Gestern Montag haben die Bauarbeiten begonnen – die Spielgeräte werden entfernt und das alte Bauernhaus neben dem Haupthaus wird abgerissen. Dieser Platz wird für die Baustelleninstallation genutzt. Das Zepter in der Hand hat für die nächsten Monate und Jahre Bauleiter Michael Ryter von der Zellweger Architekten AG aus Thun. Als Symbol für die Stabübergabe bekam «Schleckmaul» Michael Ryter – er ist in Saanen aufgewachsen und wohnt heute in Därstetten – eine Toblerone. Und stellvertretend für alle Bewohner, welche die nächsten Monate mit Lärm, Dreck und Immissionen zurechtkommen müssen, überreichte der Stiftungsratspräsident an Bewohnerin Erika Stuber einen Sack mit riesigen Marshmallows – symbolisch gedacht als Ohrenpfropfen.

Fertigstellung 2021
Die Girlband habe nicht als Vorbild gedient für den Projektnamen, «aber wir werden versuchen, sie für die Eröffnung wieder zu mobilisieren», scherzte Architekt Marko Göhre. Das Projekt wird in drei Phasen realisiert. In einem ersten Schritt wird das neue Wohnhaus für die Bewohner gebaut. Im Erdgeschoss befinden sich die Verwaltung, eine professionelle Küche sowie wiederum die öffentliche Cafeteria mit einer grossen Terrasse und mit Blick Richtung Saane. In den beiden Obergeschossen sind die Räumlichkeiten für die Bewohner. Sobald das Haupthaus steht, ziehen die Bewohner um. Danach wird die Werkstatt ins alte Wohngebäude gezügelt und die bisherige Werkstatt saniert. Nach deren Sanierung wird das alte Wohnhaus abgerissen und es entstehen Parkplätze sowie ein begrünter Vorplatz mit Hochbeeten.

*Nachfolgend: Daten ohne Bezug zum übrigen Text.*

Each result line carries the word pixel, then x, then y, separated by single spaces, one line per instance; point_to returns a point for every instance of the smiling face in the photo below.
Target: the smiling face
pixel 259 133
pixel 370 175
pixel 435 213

Geht alles nach Plan, soll der Neubau im Frühling 2020 bezugsbereit, die Werkstatt Ende 2020 saniert und die ganze Anlage mit Spielplatz und Aussenanlage im Frühling 2021 fertig sein.

Neu 42 Plätze
Aktuell werden in der Alpenruhe rund 60 Personen betreut. 27 wohnen intern, gegen 30 wohnen extern und arbeiten in den Ateliers. Die Alpenruhe bietet derzeit 28 Vollzeitstellen. «Wir haben einen hohen Level an ausgebildetem Personal: Fachangestellte Betreuung, Sozialpädagogen und Pflegefachpersonen», betonte Institutionsleiter Markus Kindler. Der Neubau wird künftig 42 Personen Platz bieten. Geplant sind Wohngruppen. «Wir haben uns für eine modulare Bauweise entschieden, damit wir flexibel sind», erklärte Matthias Brunner.

Garantiert Schweizer Holz
Der Neubau ist an den klassischen Chaletbaustil angelehnt, mit gemauertem Sockelgeschoss sowie Holzkonstruktion. Der Grossteil der Bauarbeiten sei lokal oder regional vergeben worden, betonte Michael Ryter. Ein massgeblicher Teil auch ins Obersimmental. «Das Holz für den Hauptbau ist garantiert Schweizer Holz, es kommt ausschliesslich aus einem Holzschlag aus der Lenk», so Ryter. «Wenn wir wollten, könnten wir sogar die Bäume selber aussuchen», ergänzte Marko Göhre. «Regenerative Energie ist eine Vorgabe des Kantons», so Göhre. Entsprechend wird die Alpenruhe an die ebl-Fernheizung angeschlossen, ebenso bietet sich Sonnenenergie an. «Es ist ein integrales System, die Solarzellen sind mit der Dachhaut bündig», erklärt Ryter.

Erleichterung und Anspannung
Er spüre einerseits eine grosse Erleichterung und Vorfreude, andererseits auch eine gewisse Anspannung, sagte Markus Kindler. «Der Betrieb muss auch während dem Bau funktionieren», so der Institutionsleiter. «Wir haben Bewohner, die zum Teil Mühe haben mit Veränderungen, sie werden wir enger begleiten müssen. Niemand weiss, was auf uns zukommt, einige reagieren stärker auf solche Sachen als andere. Es ist eine grosse Herausforderung für das Team, aber ich bin zuversichtlich.» Als erste Massnahme habe man bereits eine Infowand installiert, wo regelmässig über den Bauablauf informiert werde. Dass der Neubau separat gebaut wird, sei ein grosser Vorteil, so Kindler. «So müssen wir nur einmal umziehen.

Cafeteria und Streichelzoo sind offen
«Auch wenn es bis auf Weiteres keinen Spielplatz mehr hat, lohnt sich ein Besuch in der Alpenruhe alleweil», betonte Kindler. «Die Cafeteria und der Laden mit den Produkten aus der Werkstatt und den Ateliers sowie der Streichelzoo sind während der Bauphase wie gewohnt offen.»